[Sheepdog] [PATCH 2/5] sheep: add some candy helpers in util.c

MORITA Kazutaka morita.kazutaka at lab.ntt.co.jp
Wed Nov 16 07:45:45 CET 2011


At Wed, 16 Nov 2011 13:58:26 +0800,
Liu Yuan wrote:
> 
> On 11/16/2011 01:50 PM, MORITA Kazutaka wrote:
> 
> >>>
> >>> We already have a hash function, fnv_64a_buf().  How about using it
> >>> instead of introducing new one?
> >>>
> >>
> >>
> >> When I need a hash function that inputs an integer and outputs an
> >> integer for specified bits, I looked at the fnv_64a_buf(), it seems to
> >> me it tries to hash an string to integer.
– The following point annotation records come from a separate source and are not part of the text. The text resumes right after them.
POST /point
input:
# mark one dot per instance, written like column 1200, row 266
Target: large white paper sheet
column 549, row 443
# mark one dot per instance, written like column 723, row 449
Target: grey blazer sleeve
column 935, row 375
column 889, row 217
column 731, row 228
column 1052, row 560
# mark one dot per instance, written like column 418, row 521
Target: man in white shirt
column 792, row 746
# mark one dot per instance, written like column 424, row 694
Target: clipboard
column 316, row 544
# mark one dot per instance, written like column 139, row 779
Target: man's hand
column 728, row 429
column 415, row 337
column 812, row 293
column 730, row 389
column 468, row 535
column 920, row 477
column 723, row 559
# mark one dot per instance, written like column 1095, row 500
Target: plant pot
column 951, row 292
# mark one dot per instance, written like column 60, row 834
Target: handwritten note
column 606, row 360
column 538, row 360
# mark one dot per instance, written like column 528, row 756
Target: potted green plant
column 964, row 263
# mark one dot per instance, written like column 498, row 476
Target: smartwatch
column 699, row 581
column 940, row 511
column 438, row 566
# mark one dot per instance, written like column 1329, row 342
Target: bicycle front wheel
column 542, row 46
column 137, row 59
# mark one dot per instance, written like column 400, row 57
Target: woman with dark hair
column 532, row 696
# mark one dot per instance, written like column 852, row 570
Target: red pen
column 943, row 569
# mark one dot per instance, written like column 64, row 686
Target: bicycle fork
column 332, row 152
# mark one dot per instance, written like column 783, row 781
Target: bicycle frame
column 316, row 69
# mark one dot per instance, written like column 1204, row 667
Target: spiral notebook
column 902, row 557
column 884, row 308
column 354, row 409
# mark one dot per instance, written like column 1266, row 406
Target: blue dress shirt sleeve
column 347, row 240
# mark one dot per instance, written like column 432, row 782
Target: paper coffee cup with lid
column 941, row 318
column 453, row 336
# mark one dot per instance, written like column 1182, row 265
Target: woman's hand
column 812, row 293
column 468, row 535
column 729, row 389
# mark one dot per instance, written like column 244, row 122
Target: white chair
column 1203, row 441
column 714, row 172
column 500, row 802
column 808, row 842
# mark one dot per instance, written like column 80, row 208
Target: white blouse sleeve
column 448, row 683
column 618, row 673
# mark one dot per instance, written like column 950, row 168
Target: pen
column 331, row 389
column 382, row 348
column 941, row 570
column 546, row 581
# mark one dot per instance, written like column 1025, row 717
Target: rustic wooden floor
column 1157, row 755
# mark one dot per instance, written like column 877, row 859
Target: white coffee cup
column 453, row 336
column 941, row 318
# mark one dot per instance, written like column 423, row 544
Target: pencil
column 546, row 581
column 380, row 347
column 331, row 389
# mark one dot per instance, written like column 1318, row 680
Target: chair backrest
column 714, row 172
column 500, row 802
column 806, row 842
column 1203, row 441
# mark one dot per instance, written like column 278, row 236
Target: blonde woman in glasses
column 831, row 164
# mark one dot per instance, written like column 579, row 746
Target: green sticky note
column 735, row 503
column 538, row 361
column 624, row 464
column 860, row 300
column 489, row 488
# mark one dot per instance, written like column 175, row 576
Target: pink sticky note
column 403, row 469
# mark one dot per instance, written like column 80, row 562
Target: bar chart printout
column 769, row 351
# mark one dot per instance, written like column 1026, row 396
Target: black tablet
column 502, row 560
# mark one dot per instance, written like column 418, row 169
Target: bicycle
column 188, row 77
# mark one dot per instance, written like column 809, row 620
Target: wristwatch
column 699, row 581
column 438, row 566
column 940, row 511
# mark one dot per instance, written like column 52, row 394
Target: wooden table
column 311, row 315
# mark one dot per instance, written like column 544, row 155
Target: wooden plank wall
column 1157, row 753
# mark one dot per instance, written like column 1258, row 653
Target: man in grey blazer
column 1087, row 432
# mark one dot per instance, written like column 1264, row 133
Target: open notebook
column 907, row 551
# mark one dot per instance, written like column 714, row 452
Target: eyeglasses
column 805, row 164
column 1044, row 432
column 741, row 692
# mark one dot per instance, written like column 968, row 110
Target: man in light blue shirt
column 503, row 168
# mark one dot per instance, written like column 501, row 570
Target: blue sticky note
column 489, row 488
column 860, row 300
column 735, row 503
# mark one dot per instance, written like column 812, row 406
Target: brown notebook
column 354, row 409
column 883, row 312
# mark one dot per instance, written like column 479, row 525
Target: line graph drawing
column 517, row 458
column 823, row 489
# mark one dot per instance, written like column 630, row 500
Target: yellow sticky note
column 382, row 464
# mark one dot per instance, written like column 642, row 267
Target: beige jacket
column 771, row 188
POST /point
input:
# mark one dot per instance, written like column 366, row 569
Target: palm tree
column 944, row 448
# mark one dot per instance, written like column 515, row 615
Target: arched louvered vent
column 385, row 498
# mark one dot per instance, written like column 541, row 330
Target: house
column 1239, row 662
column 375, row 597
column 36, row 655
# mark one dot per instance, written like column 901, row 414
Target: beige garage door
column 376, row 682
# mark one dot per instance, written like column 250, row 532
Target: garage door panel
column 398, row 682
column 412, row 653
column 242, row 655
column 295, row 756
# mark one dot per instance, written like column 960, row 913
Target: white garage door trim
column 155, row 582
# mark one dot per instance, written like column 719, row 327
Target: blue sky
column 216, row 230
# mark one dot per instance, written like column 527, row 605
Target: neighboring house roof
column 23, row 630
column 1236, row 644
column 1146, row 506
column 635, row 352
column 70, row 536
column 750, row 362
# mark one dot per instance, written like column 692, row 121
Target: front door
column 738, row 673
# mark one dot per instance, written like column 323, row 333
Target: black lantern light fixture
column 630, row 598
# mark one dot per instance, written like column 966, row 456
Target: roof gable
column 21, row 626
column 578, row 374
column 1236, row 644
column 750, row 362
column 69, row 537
So I think these hash
> >> functions do a different thing, no?
> > 
> > We already use it to calculate a hash value from a 64 bit object id:
> > 
> >   fnv_64a_buf(&oid, sizeof(uint64_t), FNV1A_64_INIT);
> > 
> > I guess this generates a less random value than hash_64(), though.
> 
> 
> Umm, I didn't go over usage close enough, and this interface is more
> named to handle string hash, at least to me.
> 
> So even we use it to hash integer, we need to further bit operation to
> remove extra bits. hash_long(hval, bits) has a nicer and more intuitive
> interface to handle integer.

static inline uint64_t hash_64(uint64_t val, unsigned int bits)
{
        uint64_t hash = fnv_64a_buf(&val, sizeof(uint64_t), FNV1A_64_INIT);

        return hash >> (64 - bits);
}

Isn't this good for you?

> 
> How about coexisting these two? fnv_64a_buf() is supposed to handle
> string hash and hash_long() is supposed to handle integer otherwise.

If you need a better randomized function for integers, I'm not against
introducing a new hash.  But otherwise, FNV hash looks enough to me.